Fanno parte della comunità Geeks Who Drink, la più grande rete di quiz da pub del paese, dove la conoscenza della cultura pop incontra la competizione locale in oltre 700 locali in tutta la nazione.
Per 20 anni, Geeks Who Drink ha costruito la sua reputazione di brand che trasforma le serate in settimana in un appuntamento fisso e i frequentatori occasionali dei bar in giocatori fedeli. Ma mentre l'azienda si è evoluta da un'attività con sede a Denver a un fenomeno nazionale (e ha ottenuto partnership di alto profilo con programmi come Jeopardy!), le loro comunicazioni via email non risultavano essere all'altezza dell'atmosfera distintiva del brand.
"Siamo un'azienda forte", afferma Jon Pio, Chief Technology Officer di Geeks Who Drink. "Siamo fighi, siamo divertenti, siamo creativi, siamo tutte queste cose, e prima mandavamo solo email di testo normale."
La gestione di un database di 121.000 giocatori attivi richiede comunicazioni via email che vadano oltre il semplice annuncio della prossima serata quiz. Geeks Who Drink opera in un settore unico in cui il pubblico non li paga direttamente: i giocatori coinvolti si recano nei bar, il che genera entrate per i locali partner, che poi pagano Geeks Who Drink. Questo fa sì che ogni email sia un punto di contatto fondamentale per mantenere la comunità in contatto con l'azienda e per farla prosperare.
Geeks Who Drink è passato a Intuit Mailchimp, trasformando delle comunicazioni approssimative e disorganizzate in un sistema che corrisponde alla personalità del loro brand. Il piccolo team di marketing ora offre contenuti iperlocalizzati in diverse aree metropolitane, sblocca opportunità di sponsorizzazione con brand nazionali e gestisce campagne complesse senza la necessità del coordinamento tra i team che prima le rallentava.
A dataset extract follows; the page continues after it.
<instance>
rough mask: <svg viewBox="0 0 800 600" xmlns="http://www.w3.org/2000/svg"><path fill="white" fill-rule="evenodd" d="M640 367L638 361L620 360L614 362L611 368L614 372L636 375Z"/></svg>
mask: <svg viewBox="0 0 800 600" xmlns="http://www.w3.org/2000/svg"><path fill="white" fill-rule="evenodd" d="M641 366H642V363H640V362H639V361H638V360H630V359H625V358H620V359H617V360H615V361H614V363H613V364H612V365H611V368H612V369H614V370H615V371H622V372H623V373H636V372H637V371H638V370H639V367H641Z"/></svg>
La sfida: superare i limiti di un sistema frammentato in un momento critico
Per anni, Geeks Who Drink si è affidata a un provider email obsoleto. La piattaforma funzionava abbastanza bene quando l'azienda era più piccola e le comunicazioni erano più semplici, ma non ha saputo stare al passo quando l'attività si è espansa.
Il fattore sicurezza è diventato una preoccupazione crescente. "La fattura arrivava da [un indirizzo Gmail]. Era bizzarro," dice Jon. La piattaforma operava talmente al di fuori dei normali controlli che una violazione dei dati sarebbe potuta passare inosservata. Con oltre 700 sedi che raccoglievano indirizzi email ogni settimana, Jon sapeva che avevano bisogno di un luogo più sicuro dove custodire quei dati.
Il team di marketing gestiva le mailing list manualmente, importando gli indirizzi per città e basandosi sui moduli di iscrizione distribuiti nei locali. Quando volevano promuovere un evento o un locale specifico, non avevano modo di rivolgersi ai giocatori in base all'area geografica. Il meglio che potevano fare era filtrare per città, il che significava perdere tutti i sobborghi e i quartieri circostanti che avrebbero potuto partecipare.
La maggior parte delle volte, inviavano messaggi generici all'intera lista contatti e perdevano l'opportunità di fornire contenuti pertinenti e localizzati.
Le limitazioni di design hanno creato un ulteriore collo di bottiglia. Le email precedenti erano in testo normale con una formattazione minima, niente che riflettesse il brand creativo e orientato al design che Geeks Who Drink aveva costruito. "Avevano un aspetto molto simile a quello di Windows 95", afferma Jon. Quando l'azienda ha iniziato a collaborare con partner importanti come Sony Pictures Television per il programma Jeopardy! Bar League, il team di marketing si è ritrovato a creare design di email in Photoshop solo per poter condividere i mockup con gli sponsor.
Brittney Wittmer, Marketing Manager di Geeks Who Drink, afferma che questo processo ha introdotto un'inutile complessità nelle partnership che richiedevano cura dei dettagli e professionalità.
Hanno inoltre dovuto affrontare difficoltà legate alle dipendenze tra i vari reparti. L'invio di un sondaggio Net Promoter Score (NPS) o di una comunicazione locale richiedeva coordinamento tra più team che utilizzavano sistemi diversi. Brittney non aveva visibilità su quei flussi di lavoro, il che significava tempi di risposta più lenti e un minore controllo sulla messaggistica.
Man mano che Geeks Who Drink si espandeva a livello nazionale e ampliava le sponsorizzazioni di alto profilo, si è resa conto che il suo approccio frammentato era diventato un rischio commerciale.